City pool a stable of the community

For the past 20 years, I have been enjoying the Farmington municipal pool. Five of these years have included my employment and, although some years have been better than others, one thing has become blatantly clear: The pool is important to the community in southern Farmington.

Over the years I have become very aware that running the pool costs the city money. I am also aware that the city suggested building a $10 million project that would include a brand new pool, but this idea was rejected by voters. In addition, a $600,000 to $700,000 splash pad was suggested.

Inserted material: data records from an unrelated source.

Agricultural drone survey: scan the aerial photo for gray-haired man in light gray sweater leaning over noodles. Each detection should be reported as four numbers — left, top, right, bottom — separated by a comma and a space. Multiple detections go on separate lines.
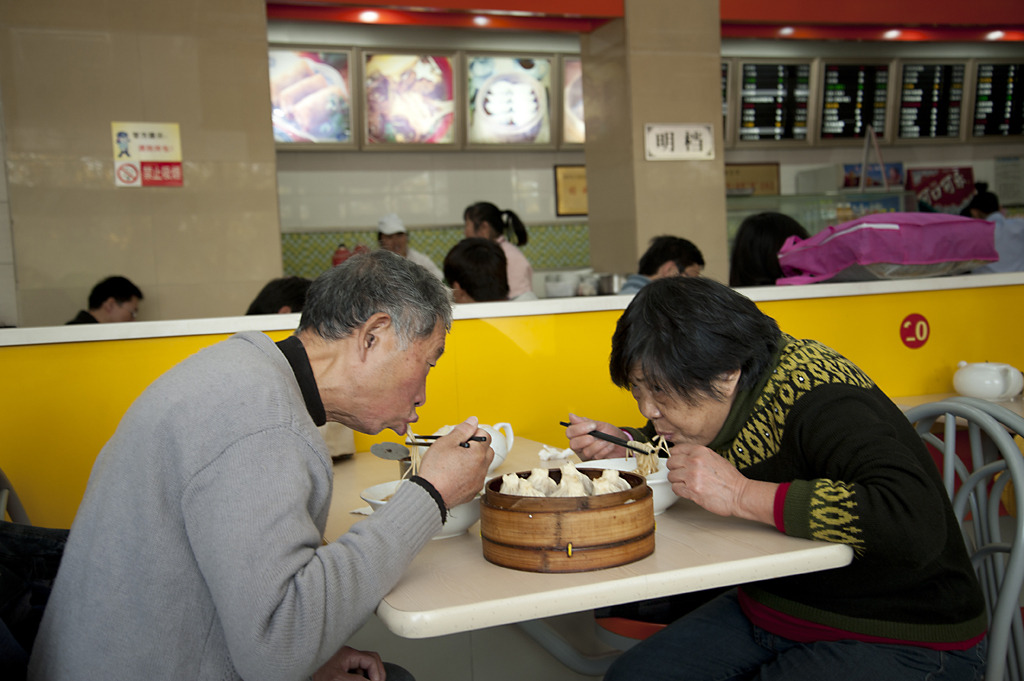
30, 251, 494, 681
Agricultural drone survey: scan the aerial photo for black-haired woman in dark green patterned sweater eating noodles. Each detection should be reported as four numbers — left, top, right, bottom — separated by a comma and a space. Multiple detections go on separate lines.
565, 276, 987, 681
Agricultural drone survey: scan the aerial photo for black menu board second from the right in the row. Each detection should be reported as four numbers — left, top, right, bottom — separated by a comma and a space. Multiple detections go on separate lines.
898, 63, 966, 139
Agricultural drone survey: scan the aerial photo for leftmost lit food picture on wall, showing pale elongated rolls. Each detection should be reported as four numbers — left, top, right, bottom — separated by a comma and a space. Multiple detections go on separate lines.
269, 49, 352, 143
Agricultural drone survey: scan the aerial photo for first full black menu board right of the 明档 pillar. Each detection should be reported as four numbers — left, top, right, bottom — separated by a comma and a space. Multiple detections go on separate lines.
739, 63, 811, 141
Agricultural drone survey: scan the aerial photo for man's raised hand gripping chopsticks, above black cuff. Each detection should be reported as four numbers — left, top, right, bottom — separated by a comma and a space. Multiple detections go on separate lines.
420, 416, 495, 508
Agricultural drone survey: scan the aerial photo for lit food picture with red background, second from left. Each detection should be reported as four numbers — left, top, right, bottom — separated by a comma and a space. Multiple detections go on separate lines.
362, 54, 456, 146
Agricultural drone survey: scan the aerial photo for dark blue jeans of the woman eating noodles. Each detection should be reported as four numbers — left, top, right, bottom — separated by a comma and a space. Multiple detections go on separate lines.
604, 590, 986, 681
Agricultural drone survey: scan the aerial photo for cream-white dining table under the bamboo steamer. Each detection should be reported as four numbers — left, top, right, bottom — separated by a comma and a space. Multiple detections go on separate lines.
325, 437, 853, 638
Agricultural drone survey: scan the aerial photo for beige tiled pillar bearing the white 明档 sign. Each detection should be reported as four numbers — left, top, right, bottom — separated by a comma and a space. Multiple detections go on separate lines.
581, 0, 728, 282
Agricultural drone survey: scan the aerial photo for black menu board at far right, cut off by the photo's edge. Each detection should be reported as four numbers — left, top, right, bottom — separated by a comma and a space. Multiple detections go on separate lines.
973, 63, 1024, 137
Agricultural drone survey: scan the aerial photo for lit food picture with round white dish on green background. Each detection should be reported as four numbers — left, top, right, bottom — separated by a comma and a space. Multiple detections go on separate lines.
466, 55, 553, 144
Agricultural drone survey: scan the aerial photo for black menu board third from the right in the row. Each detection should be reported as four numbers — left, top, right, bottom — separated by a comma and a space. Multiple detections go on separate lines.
821, 63, 889, 139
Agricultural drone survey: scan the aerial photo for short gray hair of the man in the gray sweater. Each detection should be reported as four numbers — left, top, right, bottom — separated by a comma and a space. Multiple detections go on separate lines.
298, 250, 452, 348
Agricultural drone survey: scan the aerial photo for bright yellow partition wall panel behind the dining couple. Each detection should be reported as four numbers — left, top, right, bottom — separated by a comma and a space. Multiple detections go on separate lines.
0, 286, 1024, 526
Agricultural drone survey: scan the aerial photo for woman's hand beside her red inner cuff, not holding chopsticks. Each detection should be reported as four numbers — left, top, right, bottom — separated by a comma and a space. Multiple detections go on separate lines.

RELATED: No-splash zone: Farmington city pool will not re-open next summer

Can I ask how many children/teenagers/adults can spend a couple hours almost every day of the summer at a splash pad? At any warm day at the pool, I could probably identify by name at least a couple dozen of the patrons; some days I could identify them all. I think it is safe to say that the people in southern Farmington want the pool to stay, not because they want to drain the city of money but because the pool is central to the formation of their kids' imaginations, the community's health and the unity of the neighborhood.

If the city is not willing to make sacrifices to invest its money into the health of the communities that it claims to have in their best interests, then what is the city willing to make sacrifices for? A multi-million-dollar pool with a lazy river that proves that we are as attractive as the cities north of us? Forgive me for saying so, but if the city is not willing to hear the cries of the community members who are already living in southern Farmington, then why in the world would we even bother attracting people to come to Farmington?

The pool is not just a place that you can throw away. I realize that you cannot keep the same pool running forever, but this pool is an important staple of my community. If you take away the staple, then what are we left with? A bunch of unattached community members.